Last week, I was interviewed on a local radio show. The interview was timed to coincide with the release of my new book, Sins of Her Father, and I appreciate the publicity. But as a writer, speaking in public or making a media appearance is always a stressful event.
When I sit at my desk and work on a manuscript, the words I type are subject to change. I can have second thoughts and edit my verbs or nouns. I can change the order of words or phrases, add or delete, polish and perfect.
On a live radio show, there are no second chances. The words that are spoken, right or wrong, sparkling or clumsy, can’t be snatched back. Since mumbling a correction or retraction doesn’t work, I worried I’d embarrass myself with answers that didn’t come out correctly the first time.
Experts advise authors to prepare for an interview by thinking of answers for a list of anticipated questions. So I brainstormed and composed several answers. If I was asked why I began writing or where I got the idea for my story, I was ready. I agonized over possible questions and what I might respond, but I wasn’t prepared for the first question. The interviewer said: “Your last book was about a cybersecurity expert, is this one about computer crime too?” To my mind, my spur-of-the-moment answer sounded lame.
Experts also advise authors to have two or three main points they want to communicate to the audience. I knew my talking points and wanted to mention the address of my website and title of my book as many times as possible.
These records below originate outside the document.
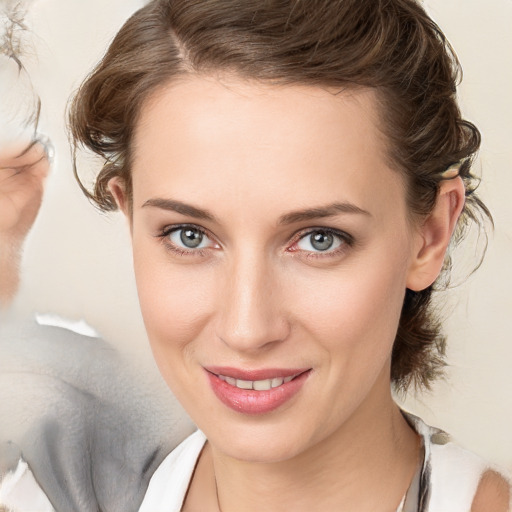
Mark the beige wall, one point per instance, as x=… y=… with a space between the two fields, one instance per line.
x=77 y=262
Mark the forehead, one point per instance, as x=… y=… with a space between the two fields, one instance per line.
x=206 y=138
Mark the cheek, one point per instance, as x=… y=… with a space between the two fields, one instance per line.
x=354 y=311
x=175 y=300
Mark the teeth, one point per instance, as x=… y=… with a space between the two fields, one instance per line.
x=258 y=385
x=244 y=384
x=262 y=385
x=277 y=381
x=230 y=380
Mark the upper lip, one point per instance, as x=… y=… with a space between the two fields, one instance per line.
x=255 y=374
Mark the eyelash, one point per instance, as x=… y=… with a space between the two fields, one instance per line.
x=181 y=251
x=346 y=240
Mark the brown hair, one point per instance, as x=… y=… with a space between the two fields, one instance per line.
x=389 y=45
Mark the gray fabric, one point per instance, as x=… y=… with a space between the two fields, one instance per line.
x=91 y=427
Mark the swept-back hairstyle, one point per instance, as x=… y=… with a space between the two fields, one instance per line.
x=391 y=46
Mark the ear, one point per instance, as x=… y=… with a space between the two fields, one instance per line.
x=433 y=236
x=117 y=187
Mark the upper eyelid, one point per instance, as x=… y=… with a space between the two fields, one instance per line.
x=307 y=231
x=298 y=235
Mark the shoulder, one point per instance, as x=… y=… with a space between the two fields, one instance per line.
x=455 y=478
x=493 y=493
x=178 y=468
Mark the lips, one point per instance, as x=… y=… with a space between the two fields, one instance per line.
x=255 y=391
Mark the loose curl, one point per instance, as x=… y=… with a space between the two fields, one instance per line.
x=391 y=46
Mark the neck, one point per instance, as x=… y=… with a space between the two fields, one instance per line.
x=366 y=465
x=9 y=271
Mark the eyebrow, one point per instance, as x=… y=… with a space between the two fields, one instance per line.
x=179 y=207
x=330 y=210
x=322 y=212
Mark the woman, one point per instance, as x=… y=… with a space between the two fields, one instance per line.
x=292 y=174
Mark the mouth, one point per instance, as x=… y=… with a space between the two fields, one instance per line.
x=256 y=391
x=257 y=385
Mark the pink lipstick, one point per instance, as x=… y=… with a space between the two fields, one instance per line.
x=255 y=391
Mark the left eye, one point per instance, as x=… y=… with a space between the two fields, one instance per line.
x=189 y=238
x=320 y=241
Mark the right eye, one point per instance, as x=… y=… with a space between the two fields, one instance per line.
x=187 y=239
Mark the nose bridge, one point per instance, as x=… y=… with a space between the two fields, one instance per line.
x=250 y=314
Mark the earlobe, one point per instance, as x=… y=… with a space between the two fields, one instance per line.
x=117 y=188
x=433 y=236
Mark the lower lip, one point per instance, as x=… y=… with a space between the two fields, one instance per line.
x=249 y=401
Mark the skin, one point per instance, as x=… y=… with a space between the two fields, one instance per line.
x=257 y=294
x=23 y=169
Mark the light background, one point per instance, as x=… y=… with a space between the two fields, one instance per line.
x=77 y=261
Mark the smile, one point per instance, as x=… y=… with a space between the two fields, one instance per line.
x=257 y=391
x=257 y=385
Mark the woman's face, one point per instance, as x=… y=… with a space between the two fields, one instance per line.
x=271 y=242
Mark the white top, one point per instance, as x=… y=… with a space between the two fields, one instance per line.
x=446 y=481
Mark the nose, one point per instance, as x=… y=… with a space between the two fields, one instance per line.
x=251 y=314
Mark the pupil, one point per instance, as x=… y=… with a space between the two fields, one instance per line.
x=322 y=241
x=191 y=238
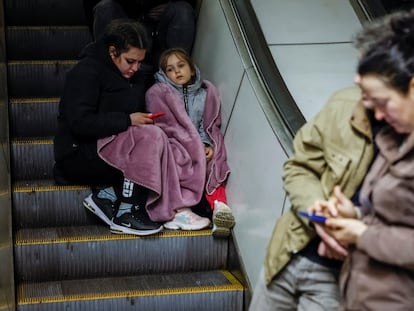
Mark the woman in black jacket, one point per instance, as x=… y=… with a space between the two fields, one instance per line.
x=104 y=95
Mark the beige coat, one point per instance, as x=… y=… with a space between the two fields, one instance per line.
x=334 y=148
x=379 y=273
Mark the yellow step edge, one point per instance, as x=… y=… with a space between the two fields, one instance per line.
x=234 y=286
x=109 y=237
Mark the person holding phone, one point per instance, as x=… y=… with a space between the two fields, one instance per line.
x=301 y=268
x=378 y=273
x=104 y=95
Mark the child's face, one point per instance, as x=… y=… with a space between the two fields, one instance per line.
x=178 y=71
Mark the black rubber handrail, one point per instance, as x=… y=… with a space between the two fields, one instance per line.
x=286 y=106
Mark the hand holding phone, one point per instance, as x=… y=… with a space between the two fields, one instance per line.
x=312 y=217
x=155 y=115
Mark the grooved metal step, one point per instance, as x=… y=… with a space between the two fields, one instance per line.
x=44 y=12
x=202 y=291
x=37 y=78
x=42 y=203
x=32 y=158
x=33 y=117
x=68 y=41
x=64 y=253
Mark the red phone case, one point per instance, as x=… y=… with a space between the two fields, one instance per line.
x=156 y=115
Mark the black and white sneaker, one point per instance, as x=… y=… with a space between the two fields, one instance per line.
x=103 y=208
x=137 y=222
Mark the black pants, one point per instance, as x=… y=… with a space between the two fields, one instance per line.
x=176 y=27
x=85 y=167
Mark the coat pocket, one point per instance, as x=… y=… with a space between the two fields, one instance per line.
x=336 y=170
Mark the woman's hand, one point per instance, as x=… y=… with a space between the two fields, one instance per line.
x=329 y=247
x=140 y=118
x=209 y=152
x=337 y=206
x=346 y=231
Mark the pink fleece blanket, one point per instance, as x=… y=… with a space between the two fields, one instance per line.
x=168 y=157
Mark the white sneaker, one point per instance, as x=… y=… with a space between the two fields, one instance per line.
x=223 y=219
x=185 y=219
Working those facts into a conversation is always a challenge, and steering the interviewer who wants to talk about unrelated topics back on subject can be next to impossible. Politeness versus self-promotion. Which way is best to go?
A radio interview is an interesting experience. This was my third, and each one has been unique. Did I sell any books? Who knows. Did I have a pleasant conversation with a radio personality who I would like to turn the tables on and interview? Definitely. Am I glad it’s over and I no longer have to stress about what gaffs I might commit? Yes, yes, yes.